Le papier de Toganim renvoie aussi à un autre, de Marie-Amélie Putallaz, de LExpress. Il s’agit d’un entretien avec deux vétérinaires et une toiletteuse. Je ne sais trop combien est facturée en livres sterling la visite outre-Manche ou la séance de tonte. Et compte-tenu du cours de la livre, comment comparer les chiffres cités par Wamiz avec ceux figurant sur L’Express.
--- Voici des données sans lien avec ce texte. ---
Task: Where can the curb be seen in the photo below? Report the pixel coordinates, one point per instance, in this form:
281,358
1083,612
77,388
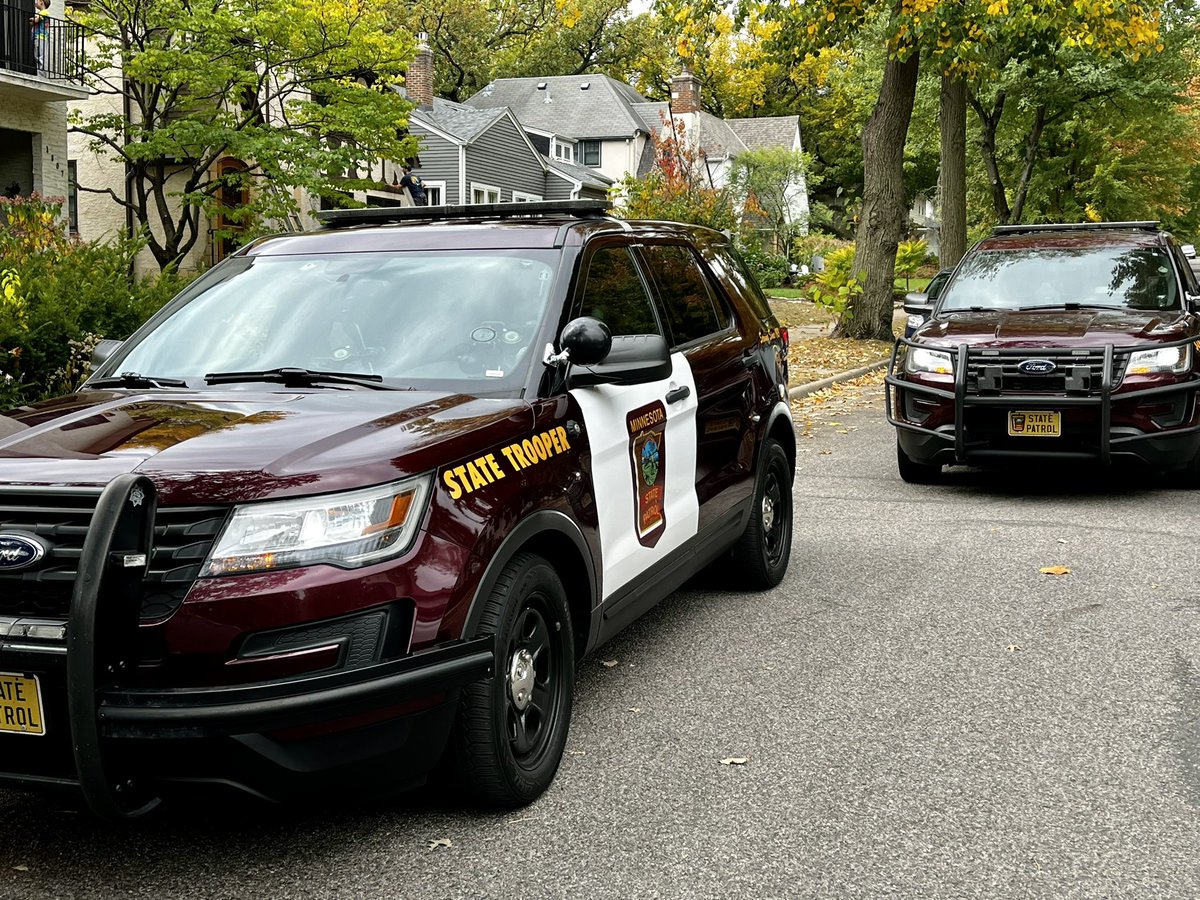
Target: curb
803,390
Au pif, cela irait quasiment du simple (France) au double (Royaume-Uni).

Qui croire ? Les chiffres sont de toute façon importants mais ne prennent pas en compte les coûts pour les collectivités (part du traitement des eaux, aménagements en mobiliers urbains divers, sans doute d’autres…). J’en atteste en tout cas, certains frais vétérinaires peuvent surprendre : près de 200 euros pour le détartrage des dents d’un vieux matou. Et encore, certains vétérinaires prennent davantage (d’autres moins). Car, oui, un vieux chat aux dents entartrées finit par crachouiller un peu partout : ce qui peut générer des notes de nettoyage. En plus, il renâcle, repousse de la gueule. Prescrit derrière : l’atomiseur Oral Clean & Care (36 euros, moins cher que le gel, à 41 euros, mais deux précautions valant mieux qu’une…).
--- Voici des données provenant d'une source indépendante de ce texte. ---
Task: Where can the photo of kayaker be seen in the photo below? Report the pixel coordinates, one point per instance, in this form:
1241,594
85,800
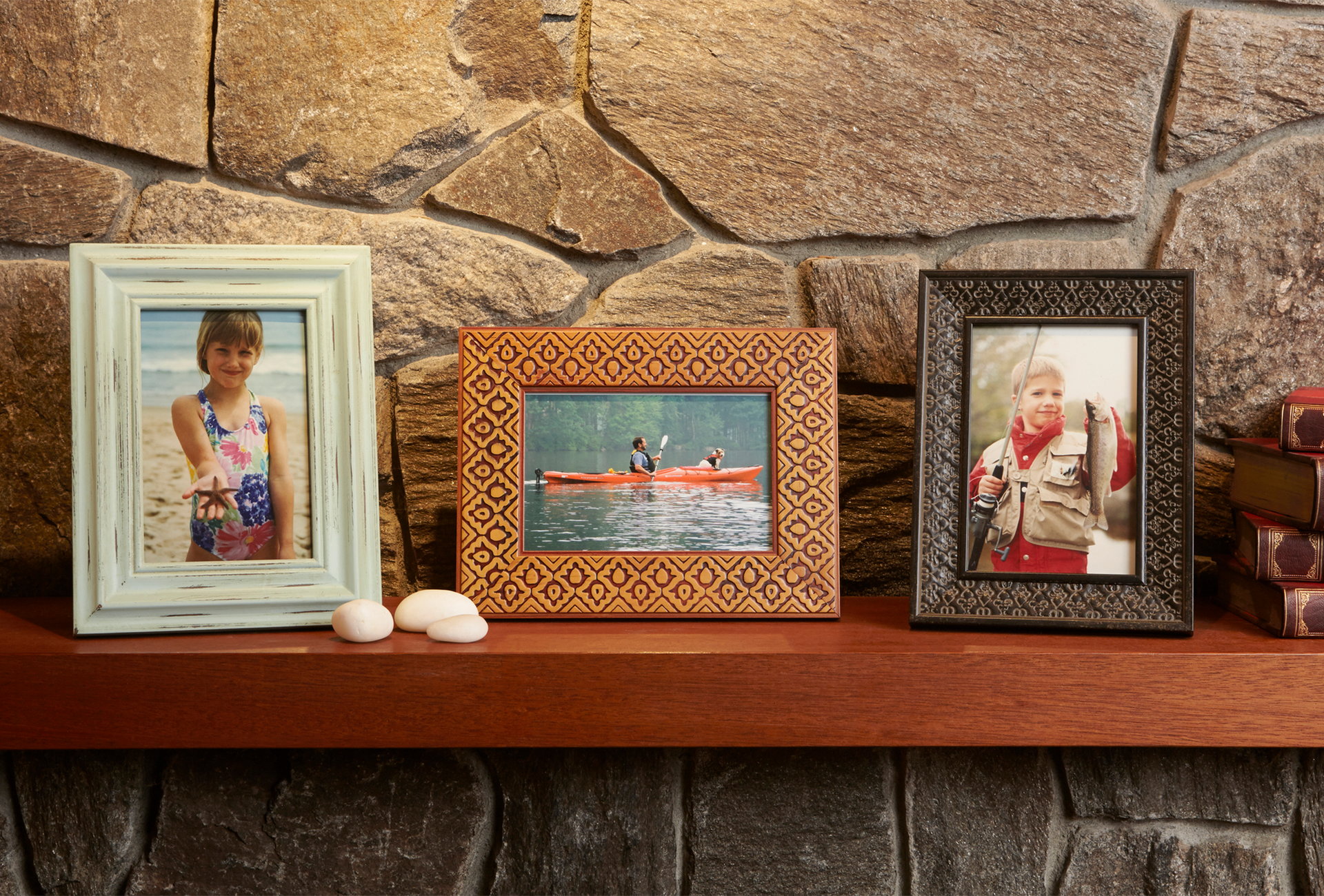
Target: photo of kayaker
1052,457
640,461
595,483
On le sait, les sports, les questions relatives à la santé, à l’argent, aux enfants, à la sexualité, aux animaux, font lire. Toutes les études portant sur les lectorats de la presse généraliste le révèlent. Les magazines de programmes de télévision ont soit des rubriques, soit des sujets récurrents se rapportant au bien-être de minette ou de médor. Histoire aussi d’attirer, en « l’accompagnant », de la publicité. Et puis, sur de tels sujets, les préoccupations déontologiques passent plus facilement au second plan.

Vu par ailleurs, sur le site Chien.com, un communiqué de SantéVet (mutuelle animaux). Seulement deux pour cent de propriétaires assurés en France, contre 20 % au Royaume-Uni et 80% en Suède. Difficile à vérifier. Mais est-ce bien raisonnable ? Est-ce même tolérable ? Hein ?
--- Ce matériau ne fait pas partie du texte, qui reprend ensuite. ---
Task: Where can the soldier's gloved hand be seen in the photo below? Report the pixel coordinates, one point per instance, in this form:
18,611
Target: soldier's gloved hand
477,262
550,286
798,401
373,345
Déjà, et c’est heureux, une assurance dite de responsabilité civile est obligatoire pour les toutous. Mais pour le reste ? Cela peut devenir une course sans fin aux dépenses et aux primes. En effet, étant assurés, pourquoi ne pas, si Choupette ou Prince a des sautes d’humeur, ne pas aller consulter régulièrement un vétérinaire comportementaliste (comptez plus de cent euros de l’heure). Les propriétaires assurés n’y songeant pas déjà verront aussi leurs primes progresser. Les éthologistes se font désormais dénommer éthologues, ce qui fait peut-être plus sérieux, et vont finir par se partager en écoles. Si l’un ne convient pas, allez donc consulter l’autre, et pourquoi pas un troisième, histoire d’être plus sûr ? Le placement en clinique psy canine ou féline s’impose-t-il ?

Plafond de remboursement annuel de la société April : 2 400 euros par animal. Tant qu’à faire, autant chouchouter son chien ou son chat, n’est-il point ? Au fait, et le toilettage à domicile, histoire de ne pas faire frayer médor avec le tout-venant canin, c’est couvert ?

« Bizarrement », tous ces articles ne visent nullement à vous faire renoncer à l’adoption d’un compagnon mais à vous vanter soit des assurances, soit des « bons plans » et de bonnes affaires pour payer moins cher. Rarement à vous signaler des répulsifs pour chiens et chats (peut convenir pour préserver des canapés ou des tentures, mais je n’ai pas testé).

 

Je n’y connais rien, mais j’ai bien l’impression qu’il s’agit aussi de vous faire oublier qu’un animal reste un animal. Et attention, sujet brûlant. En témoigne cet avertissement d’une page d’un site d’éleveurs qui soulignent tous les inconvénients de la stérilisation (très souvent recommandée par les vétérinaires, s’imposant dans de rares cas) :
« Mise à jour en août 2010 : plutôt que de décrier cet article (…) ou de nous envoyer des mails limite “injurieux” (…) nous réitérons le fait (…) que nous sommes loin d’être “extrémistes”, » (vu sur domainehaisha.com)

 

Ce qui est sûr, c’est que si un animal de compagnie revient pratiquement deux fois davantage au Royaume-Uni qu’en France – ce qu’il resterait à établir en se fondant sur des sources sérieuses et indépendantes des assureurs, toiletteurs, éleveurs, vétérinaires… – c’est qu’il y a fortes marges de dépenses d’entretien à envisager. À la presse française le soin d’accompagner le mouvement ? Parfois, on peut se le demander.